En accord avec la Constitution, le Premier ministre nomme les 24 juges et les 22 magistrats de l’île, le procureur général et le chef des services secrets. Il choisit le chef de la police et a aussi le pouvoir de révoquer. Le Premier ministre travailliste en poste depuis 2013, Joseph Muscat, a profité de ces prérogatives pour procéder à «une série de nominations judiciaires controversées». Comme l’a montré un rapport du Conseil de l’Europe daté de juin qui se penche sur l’affaire Caruana Galizia, Muscat a ainsi nommé «un ancien chef adjoint du Parti travailliste, un ancien député travailliste, trois anciens candidats travaillistes, le chef de cabinet d’un ministre travailliste, le mari d’une députée travailliste…» La liste est longue et ces exemples n’en sont qu’une fraction.

Système de fonctionnement népotique de l’Etat maltais

Ces nominations mettaient déjà en doute la capacité du système judiciaire maltais à traiter avec équité des affaires politiquement sensibles. Elles ont été complétées en avril par la promotion au poste de juge d’un magistrat qui avait rejeté l’ouverture d’une enquête sur la société offshore 17 Black. Une société dont Yorgen Fenech est le propriétaire et qui aurait servi à payer des rétrocommissions à deux des hauts responsables politiques forcés à la démission le 26 novembre.

Si le rapport du Conseil de l’Europe décrit largement un système de fonctionnement népotique de l’Etat maltais, où les conflits d’intérêts et la corruption sont légion, les failles du système policier et judiciaire semblent particulièrement nombreuses dans l’enquête sur la mort de Daphne Caruana Galizia. «Le magistrat qui enquêtait sur l’affaire a été promu juge sans en avoir fait la demande [en mai 2018], puis il ne lui a plus été possible de communiquer avec son remplaçant, qui dépend directement du chef de la police nommé par le Premier ministre, pointe notamment Pauline Adès-Mevel, directrice du bureau Europe de Reporters sans frontières.

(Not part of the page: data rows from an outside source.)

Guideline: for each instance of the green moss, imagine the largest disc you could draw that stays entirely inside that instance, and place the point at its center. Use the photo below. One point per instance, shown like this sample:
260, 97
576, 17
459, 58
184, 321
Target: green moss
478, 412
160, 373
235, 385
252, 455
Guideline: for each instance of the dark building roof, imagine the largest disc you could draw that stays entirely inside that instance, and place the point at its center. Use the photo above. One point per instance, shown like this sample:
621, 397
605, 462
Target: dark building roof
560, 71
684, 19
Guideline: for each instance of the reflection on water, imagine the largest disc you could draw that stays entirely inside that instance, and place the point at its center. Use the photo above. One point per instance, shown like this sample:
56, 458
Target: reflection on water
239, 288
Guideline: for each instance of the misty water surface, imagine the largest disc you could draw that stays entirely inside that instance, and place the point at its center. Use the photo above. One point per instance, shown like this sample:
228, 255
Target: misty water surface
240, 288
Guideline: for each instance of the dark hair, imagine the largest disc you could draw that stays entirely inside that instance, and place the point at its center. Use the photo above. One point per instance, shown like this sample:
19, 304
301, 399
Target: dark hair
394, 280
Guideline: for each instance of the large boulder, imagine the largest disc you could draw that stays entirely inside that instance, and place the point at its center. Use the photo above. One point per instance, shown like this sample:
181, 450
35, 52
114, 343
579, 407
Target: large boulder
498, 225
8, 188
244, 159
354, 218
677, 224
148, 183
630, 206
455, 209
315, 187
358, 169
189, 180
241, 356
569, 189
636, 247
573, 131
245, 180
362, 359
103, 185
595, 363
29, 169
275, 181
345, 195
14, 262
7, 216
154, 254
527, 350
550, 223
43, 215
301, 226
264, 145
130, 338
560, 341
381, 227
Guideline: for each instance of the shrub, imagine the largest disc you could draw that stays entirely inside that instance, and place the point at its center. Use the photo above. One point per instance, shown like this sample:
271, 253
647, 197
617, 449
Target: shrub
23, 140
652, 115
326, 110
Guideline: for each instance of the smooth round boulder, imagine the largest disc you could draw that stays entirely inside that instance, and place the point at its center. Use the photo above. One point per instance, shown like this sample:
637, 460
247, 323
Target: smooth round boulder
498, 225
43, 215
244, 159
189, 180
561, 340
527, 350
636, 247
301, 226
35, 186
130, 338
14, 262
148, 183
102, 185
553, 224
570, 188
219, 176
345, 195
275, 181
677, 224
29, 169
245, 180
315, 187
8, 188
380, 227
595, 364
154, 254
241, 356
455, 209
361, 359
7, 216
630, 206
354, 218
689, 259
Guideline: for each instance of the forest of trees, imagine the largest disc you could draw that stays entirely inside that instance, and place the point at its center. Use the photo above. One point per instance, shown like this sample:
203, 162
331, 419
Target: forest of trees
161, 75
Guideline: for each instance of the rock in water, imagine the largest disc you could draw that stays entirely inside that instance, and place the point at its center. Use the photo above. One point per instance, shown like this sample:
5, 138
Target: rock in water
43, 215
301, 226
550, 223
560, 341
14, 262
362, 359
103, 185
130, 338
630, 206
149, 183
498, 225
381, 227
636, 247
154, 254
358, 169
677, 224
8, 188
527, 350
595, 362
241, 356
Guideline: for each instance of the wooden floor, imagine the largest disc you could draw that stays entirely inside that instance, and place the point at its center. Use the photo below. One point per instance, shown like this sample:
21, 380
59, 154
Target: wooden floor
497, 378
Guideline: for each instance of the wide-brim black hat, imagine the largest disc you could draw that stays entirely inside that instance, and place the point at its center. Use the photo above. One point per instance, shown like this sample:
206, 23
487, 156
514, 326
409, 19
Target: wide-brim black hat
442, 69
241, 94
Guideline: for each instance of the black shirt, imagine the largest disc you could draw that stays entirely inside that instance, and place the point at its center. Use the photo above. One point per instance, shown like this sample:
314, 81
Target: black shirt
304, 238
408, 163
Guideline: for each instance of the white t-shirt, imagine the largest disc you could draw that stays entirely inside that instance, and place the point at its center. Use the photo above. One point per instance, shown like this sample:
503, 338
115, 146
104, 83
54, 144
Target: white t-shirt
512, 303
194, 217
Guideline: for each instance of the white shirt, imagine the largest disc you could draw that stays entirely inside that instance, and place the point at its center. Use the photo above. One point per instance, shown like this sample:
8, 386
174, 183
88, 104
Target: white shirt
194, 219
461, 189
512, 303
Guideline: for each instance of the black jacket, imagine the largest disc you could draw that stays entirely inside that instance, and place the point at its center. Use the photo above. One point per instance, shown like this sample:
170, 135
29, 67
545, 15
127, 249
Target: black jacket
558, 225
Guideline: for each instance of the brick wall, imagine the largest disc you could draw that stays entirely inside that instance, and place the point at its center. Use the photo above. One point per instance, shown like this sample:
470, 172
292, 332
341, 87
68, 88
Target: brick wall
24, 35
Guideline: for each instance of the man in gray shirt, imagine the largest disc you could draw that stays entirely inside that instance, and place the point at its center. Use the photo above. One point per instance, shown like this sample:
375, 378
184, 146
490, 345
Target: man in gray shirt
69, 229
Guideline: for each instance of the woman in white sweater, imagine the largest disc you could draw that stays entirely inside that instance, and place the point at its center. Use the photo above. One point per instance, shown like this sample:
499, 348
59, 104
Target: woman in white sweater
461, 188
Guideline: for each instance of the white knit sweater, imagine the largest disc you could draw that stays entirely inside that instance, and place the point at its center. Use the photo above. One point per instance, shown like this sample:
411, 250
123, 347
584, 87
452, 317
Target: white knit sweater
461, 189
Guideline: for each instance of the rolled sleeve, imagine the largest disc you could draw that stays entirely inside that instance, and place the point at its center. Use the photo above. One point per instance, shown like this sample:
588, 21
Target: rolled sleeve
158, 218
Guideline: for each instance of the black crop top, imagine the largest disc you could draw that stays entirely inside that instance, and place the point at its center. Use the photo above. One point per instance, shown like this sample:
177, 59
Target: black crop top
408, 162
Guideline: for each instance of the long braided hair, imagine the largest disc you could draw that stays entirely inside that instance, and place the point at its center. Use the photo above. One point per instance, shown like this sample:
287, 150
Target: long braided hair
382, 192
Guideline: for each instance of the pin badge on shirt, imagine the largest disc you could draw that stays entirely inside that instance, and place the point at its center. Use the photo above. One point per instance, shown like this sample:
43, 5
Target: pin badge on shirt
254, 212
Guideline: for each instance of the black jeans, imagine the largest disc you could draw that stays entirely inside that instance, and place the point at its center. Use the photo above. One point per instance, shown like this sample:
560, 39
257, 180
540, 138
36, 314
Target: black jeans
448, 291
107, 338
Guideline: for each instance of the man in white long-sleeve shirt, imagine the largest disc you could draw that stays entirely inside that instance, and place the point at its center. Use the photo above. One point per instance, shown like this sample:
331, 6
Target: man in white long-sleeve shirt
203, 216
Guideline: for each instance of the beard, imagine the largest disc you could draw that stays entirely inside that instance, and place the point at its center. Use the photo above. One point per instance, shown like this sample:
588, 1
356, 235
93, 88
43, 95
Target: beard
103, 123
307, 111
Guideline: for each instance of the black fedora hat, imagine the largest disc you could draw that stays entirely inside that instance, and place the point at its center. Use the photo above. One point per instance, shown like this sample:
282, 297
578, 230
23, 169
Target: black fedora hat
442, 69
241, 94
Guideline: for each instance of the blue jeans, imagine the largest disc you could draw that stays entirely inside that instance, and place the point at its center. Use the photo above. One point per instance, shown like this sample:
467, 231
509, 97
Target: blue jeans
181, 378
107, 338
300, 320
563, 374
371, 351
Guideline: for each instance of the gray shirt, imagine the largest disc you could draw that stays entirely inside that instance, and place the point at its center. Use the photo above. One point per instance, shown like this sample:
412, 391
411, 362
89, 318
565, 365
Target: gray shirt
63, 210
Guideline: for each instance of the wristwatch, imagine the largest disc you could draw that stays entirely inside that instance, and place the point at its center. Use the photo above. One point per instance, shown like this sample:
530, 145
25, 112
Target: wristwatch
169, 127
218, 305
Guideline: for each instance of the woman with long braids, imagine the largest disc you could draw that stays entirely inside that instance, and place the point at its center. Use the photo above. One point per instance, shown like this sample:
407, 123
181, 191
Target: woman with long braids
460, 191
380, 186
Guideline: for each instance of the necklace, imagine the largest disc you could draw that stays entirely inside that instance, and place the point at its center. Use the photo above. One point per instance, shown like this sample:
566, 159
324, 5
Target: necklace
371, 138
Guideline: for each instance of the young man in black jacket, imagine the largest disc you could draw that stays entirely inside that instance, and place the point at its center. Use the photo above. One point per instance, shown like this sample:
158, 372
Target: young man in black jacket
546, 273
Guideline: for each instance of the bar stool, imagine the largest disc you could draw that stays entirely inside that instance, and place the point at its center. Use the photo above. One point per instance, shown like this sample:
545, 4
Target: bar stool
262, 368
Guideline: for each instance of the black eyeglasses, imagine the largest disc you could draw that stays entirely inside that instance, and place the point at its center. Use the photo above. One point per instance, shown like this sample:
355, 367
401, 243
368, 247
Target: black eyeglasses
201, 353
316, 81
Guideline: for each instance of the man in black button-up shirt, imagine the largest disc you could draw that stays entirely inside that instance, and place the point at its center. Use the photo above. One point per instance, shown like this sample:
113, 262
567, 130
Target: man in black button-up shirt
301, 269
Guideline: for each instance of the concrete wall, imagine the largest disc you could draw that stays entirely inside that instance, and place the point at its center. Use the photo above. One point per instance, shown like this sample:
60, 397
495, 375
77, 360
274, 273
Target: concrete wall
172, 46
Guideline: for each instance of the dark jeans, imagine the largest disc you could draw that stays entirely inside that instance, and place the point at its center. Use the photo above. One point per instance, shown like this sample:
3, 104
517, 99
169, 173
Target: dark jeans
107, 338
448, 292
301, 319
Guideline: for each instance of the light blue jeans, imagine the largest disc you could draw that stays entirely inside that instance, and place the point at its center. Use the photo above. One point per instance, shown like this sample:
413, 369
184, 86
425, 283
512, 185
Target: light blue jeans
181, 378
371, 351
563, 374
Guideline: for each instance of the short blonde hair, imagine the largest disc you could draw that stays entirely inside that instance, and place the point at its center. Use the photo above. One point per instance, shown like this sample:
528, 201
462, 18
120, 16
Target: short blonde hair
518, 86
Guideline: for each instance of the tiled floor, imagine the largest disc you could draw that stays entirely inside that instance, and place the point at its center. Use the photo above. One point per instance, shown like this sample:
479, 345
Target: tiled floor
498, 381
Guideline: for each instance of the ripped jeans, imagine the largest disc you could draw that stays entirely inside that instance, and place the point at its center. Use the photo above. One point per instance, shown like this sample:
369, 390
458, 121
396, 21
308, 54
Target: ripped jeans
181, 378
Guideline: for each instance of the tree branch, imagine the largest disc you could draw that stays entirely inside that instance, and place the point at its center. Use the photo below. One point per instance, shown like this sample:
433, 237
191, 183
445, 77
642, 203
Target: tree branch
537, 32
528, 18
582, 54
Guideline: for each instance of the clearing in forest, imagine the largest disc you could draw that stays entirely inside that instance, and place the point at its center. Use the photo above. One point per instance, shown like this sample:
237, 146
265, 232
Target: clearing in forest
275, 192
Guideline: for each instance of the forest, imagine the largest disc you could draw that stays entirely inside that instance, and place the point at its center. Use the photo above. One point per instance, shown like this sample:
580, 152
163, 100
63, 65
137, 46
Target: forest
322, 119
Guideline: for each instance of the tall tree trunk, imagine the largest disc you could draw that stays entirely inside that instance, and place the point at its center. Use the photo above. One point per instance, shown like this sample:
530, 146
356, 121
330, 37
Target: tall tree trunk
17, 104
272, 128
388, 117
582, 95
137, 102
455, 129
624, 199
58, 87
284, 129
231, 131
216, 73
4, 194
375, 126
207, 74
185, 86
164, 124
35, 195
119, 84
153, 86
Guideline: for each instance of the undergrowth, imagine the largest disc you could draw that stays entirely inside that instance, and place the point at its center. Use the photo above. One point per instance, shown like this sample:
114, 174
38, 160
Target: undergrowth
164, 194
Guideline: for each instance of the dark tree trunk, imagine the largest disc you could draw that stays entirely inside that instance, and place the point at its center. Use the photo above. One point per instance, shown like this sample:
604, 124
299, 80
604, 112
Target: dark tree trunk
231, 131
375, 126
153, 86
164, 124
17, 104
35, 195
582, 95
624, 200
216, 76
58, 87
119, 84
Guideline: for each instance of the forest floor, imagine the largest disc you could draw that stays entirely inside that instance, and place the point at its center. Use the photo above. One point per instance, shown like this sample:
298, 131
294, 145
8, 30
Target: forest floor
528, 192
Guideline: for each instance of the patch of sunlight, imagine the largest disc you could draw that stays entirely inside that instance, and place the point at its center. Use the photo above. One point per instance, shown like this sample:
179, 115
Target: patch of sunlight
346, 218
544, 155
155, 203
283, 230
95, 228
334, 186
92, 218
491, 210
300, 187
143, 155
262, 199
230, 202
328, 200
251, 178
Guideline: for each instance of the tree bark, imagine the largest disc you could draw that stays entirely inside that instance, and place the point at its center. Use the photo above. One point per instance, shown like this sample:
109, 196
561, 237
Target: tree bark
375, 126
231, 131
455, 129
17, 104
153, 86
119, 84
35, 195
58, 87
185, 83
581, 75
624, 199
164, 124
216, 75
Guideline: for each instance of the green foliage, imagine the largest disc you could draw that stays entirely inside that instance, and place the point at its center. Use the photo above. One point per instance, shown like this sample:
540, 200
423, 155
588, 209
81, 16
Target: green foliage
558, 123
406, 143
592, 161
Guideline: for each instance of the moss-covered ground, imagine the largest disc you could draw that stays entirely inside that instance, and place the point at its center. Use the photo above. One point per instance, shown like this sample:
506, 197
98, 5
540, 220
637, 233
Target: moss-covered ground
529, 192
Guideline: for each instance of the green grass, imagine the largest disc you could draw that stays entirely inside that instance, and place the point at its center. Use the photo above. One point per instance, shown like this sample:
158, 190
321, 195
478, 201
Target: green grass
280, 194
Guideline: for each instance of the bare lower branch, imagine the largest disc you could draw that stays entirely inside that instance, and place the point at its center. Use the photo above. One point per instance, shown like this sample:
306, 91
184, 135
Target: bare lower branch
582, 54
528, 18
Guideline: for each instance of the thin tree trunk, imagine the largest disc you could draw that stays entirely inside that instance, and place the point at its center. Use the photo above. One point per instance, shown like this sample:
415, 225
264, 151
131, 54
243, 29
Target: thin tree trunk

Et d’autres faits assez grossiers se sont répétés.» Les auditions des trois hommes suspectés d’avoir fait exploser la voiture de la journaliste ont été menées avec lenteur, et ils n’ont été inculpés qu’en juillet, plus d’un an et demi après leur arrestation. La police maltaise n’a même pas cherché à avoir accès à l’ordinateur de Daphne Caruana Galizia, pourtant source évidente d’indices.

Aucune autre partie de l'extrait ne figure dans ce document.